I've decided to give this a shot once again, and its not because my adoring fans are asking for more which they aren't. I've decided I know shit piss dick about love and I'm not afraid of it anymore. There are no rules and if there are they are 100% made to be broken. So all you lonelies out there playing by some playbook put it down and go look for dance partner, movie buddy, pint friend or whatever you want to call them but call them and don't wait 3 days to call them back again if you liked them, fucking just call them.

Now that I got that out of my system. Lets get back to nitty gritty. I started this back when I was naively out of relationship that took a lot out of me and blindly fell for someone who maybe didn't feel exactly the way I did for him. After all that I went on a lot of dates, a lot of people who had potential but fell short because of the dating game. Then, I moved and I started writing about my new relationship which was falling in love with a new city and making friendships and how being a transplant is really hard.
Finally, I promised to date 52 guys and I DID...Not.

When I moved here I wanted to find a friend someone who understood me and could watch marathons of series with me, who wanted to go out dancing, party, have a good time. Someone who liked nice cooked meals but wouldn't mind getting a drink on a Tuesday night. I have found that, and things are not 100% perfect because nothing in life really is. Things get messy, complicated and people fight and sometimes you hate each other but at the end of the day I know that while I'm a transplant in a newish town, I have that person to go home to.

I know I said I wanted my soul mate but what the fuck do I know. Are there even soul mates? The people I dated in my past I wanted so badly to mold them I wanted to make them into something they weren't. I romanticized relationships and made things into what I wanted them to be. No, I'm not a sociopath and yes, sure I run into head first into things but isn't that what life is. Life is a series of risks and if you just sit there not taking any, don't you just let life pass you by. At 27 years old I know I haven't hardly taken all the risks but when it comes to people I love, friendships, relationships I risk everything. I put it all on the table. Its there for the taking.

I got to thinking about this blog today, when a friend approached  me and told me what she was going through. I thought to myself, I want to console her and tell her it gets better. Wounds become scars and even scars fade. Yes, right now it feels terrible it feels like blood is gushing everywhere and you are going to bleed out but you won't. You'll pick yourself up and put on a band-aid because that's the best you can do, even when you are oozing blood and guess what you won't die. You'll feel the pain and there will be days you feel good and others where you just want to shut the whole world out but it gets better with time. It hurts because when you fall in love, you let yourself be vulnerable with that person assuming and naively thinking they won't hurt you, you're untouchable. Then when they turn around and tell you its over, you feel out of control, confused, overwhelmed, "How could they do this?", they almost gave you an unspoken promise and broke it. Nothing is certain. Nothing is 100% guarantee, and one day maybe it'll be you on the other side saying, "its not working out".

So with all this uncertainty, the idea that there isn't a perfect someone out there, and blood everywhere, how do I stay optimistic?
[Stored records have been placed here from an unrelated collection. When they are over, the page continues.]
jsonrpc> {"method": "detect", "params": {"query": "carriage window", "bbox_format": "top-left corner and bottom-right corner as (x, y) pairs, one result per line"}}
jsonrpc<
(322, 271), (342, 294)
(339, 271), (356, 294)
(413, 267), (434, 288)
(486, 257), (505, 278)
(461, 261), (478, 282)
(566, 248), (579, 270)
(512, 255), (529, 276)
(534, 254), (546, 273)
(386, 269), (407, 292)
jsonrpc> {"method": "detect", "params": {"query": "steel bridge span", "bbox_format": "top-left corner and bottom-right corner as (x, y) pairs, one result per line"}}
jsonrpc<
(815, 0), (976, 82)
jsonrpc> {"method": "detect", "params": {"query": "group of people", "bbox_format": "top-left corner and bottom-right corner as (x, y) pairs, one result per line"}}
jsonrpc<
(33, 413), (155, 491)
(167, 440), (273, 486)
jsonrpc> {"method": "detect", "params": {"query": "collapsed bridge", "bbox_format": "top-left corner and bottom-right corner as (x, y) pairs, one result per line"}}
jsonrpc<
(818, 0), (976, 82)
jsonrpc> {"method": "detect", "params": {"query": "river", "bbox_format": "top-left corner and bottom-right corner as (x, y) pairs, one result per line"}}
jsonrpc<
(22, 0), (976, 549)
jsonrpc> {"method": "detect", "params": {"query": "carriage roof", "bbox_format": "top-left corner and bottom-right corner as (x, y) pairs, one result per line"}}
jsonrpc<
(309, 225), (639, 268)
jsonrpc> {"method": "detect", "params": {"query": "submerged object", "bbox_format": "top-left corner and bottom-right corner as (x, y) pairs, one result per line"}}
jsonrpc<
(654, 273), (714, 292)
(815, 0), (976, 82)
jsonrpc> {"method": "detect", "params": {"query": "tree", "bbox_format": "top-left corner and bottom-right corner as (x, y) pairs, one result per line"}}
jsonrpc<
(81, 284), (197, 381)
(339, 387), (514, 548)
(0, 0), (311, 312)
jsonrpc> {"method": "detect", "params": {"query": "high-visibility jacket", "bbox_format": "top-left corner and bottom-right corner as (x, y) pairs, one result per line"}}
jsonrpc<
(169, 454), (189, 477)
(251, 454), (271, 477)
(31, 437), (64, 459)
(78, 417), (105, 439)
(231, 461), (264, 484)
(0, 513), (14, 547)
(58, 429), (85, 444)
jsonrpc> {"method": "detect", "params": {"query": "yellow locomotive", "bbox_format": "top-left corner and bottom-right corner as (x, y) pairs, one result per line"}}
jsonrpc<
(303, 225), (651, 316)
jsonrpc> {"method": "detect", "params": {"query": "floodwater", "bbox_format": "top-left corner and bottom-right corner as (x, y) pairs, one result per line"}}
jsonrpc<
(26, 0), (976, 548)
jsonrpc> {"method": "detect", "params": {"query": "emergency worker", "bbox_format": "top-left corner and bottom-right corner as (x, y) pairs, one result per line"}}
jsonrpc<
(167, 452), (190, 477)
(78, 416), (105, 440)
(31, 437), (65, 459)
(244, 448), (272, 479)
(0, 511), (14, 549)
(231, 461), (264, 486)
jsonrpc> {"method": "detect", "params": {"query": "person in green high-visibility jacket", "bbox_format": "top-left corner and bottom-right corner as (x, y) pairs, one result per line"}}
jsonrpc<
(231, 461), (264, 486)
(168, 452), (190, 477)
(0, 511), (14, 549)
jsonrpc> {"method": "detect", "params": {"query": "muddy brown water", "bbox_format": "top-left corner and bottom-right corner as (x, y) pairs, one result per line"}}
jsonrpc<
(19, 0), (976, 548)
How do I keep a level head and not romanticize it all? I do, to a certain point believe in the idea of living coexisting in someones life, being part of that brief history of them. That's all you can do. One day you'll find someone who wants you to be part of their story. It may be not clear, it might be complicated, messy, but its your story with them and at the end of the day that's what you want. You want to be a character in someones story.